In the fifth issue of the bulletin, there appeared an article by J. C. Plummer supporting Porter's placing of the Portus Setantiorum off the coast at Fleetwood. He too had traced the road across the golf course and, using a probe, had located it in the grounds of the College, south of the railway line. However, he ventured that the latter was part of a Roman road branching off the first road in a north-westerly direction towards Thornton and perhaps Fleetwood. Mr. Plummer, incidentally, claims to have located several other Roman roads in the Kirkham and Freckleton areas, using a probe and by dowsing. Both methods may be regarded as being highly subjective.

Mr. McLerie's hedge, however, has more recently been pointed out by the historian, Dr. Alan Crosby, as a significant old boundary which separated the Poulton town fields from its moor land. But a simple mundane explanation for the track across the golf-links is apparent from a study of the first one inch O.S. map (David & Charles reprint, sheet 15). On it, what is now called Little Thornton can be seen to have been the original nucleated settlement of Thornton, from which lanes spread out in all directions. The imagined Roman road can now be seen to be just one of them. This lane, which is not particularly straight even at this small scale, would have linked Thornton with the Breck and Poulton, before being cut in two by the Preston & Wyre Railway of 1840.

Town End Farm, Thornton

A brief newspaper report of 1935 mentions that Richard Ainsworth, a Cleveleys historian, took members of the newly formed Fylde Historical and Antiquarian Society to Town End Farm, Thornton (grid reference SD332434), where he was able to show them traces of a Roman road. The society's secretary, R. Sharpe France, does not appear to have been impressed, as there is no mention of the visit in his minutes. However, a letter, dated 15th.

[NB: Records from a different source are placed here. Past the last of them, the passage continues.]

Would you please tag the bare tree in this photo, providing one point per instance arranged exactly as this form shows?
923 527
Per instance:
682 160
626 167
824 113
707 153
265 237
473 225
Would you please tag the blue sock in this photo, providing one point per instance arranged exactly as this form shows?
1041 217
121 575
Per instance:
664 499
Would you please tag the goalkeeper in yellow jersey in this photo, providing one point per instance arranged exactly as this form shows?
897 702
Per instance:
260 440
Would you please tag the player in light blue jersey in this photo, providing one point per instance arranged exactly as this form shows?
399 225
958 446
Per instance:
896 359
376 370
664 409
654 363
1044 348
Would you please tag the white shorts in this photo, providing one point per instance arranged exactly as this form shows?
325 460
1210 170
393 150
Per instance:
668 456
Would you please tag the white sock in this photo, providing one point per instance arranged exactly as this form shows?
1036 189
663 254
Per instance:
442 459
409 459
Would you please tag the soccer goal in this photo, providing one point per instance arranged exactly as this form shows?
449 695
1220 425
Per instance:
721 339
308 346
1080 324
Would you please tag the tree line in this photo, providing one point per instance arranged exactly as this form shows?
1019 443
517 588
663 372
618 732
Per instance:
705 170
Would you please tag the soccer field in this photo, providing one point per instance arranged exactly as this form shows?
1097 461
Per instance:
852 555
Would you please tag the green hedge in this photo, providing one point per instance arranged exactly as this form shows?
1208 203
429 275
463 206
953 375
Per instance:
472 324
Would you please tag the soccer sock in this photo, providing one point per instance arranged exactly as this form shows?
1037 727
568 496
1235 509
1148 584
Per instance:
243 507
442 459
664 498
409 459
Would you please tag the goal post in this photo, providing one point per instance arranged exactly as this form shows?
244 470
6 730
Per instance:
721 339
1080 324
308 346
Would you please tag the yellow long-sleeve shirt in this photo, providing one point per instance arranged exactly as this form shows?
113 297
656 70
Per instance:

July 1935, to Sharpe France from another of the society's founder members, Eric Porter, survives and the following are extracts:—

“. . . It seems that Mr. Cowell, the present farmer, was told by Mr. Walsh, the previous tenant, of finding large stones etc. which were believed to be part of the Danes Pad. This was around a place which was indicated to me by Mr. Ainsworth.

“. . . In or off West Drive in Thornton, Mr. Ainsworth indicated the remains traditionally known as the Danes Pad. This is on land which is farmed by Mr. Bradshaw. The land is being rapidly built over but this depression, roughly 10 ft. wide and 1 ft. deep, is very clearly defined.

“. . . Mr. Bradshaw is willing for us to do whatever excavation we might wish to, and I suggest to you that we might take full advantage of this offer. We might have a word with the builder whose new houses run across it, or with the new householder whose potatoes seem to be doing particularly well on the Pad.”

In October 1935, Porter interviewed Mr. Walsh, then in his late nineties. In the orchard at Bourne Hall (grid reference SD333443), Walsh claimed to have uncovered what was taken to be a Roman road. It comprised large cobbles or setts “such as were usually used in the construction of roads at the time”. Only a small area was uncovered and the direction of the road appeared to be northwards. In fact Thornber had written in 1837 that the course of the Danes' Pad could be traced “along the Naze, by Burn Hall, in the direction of Poulton”.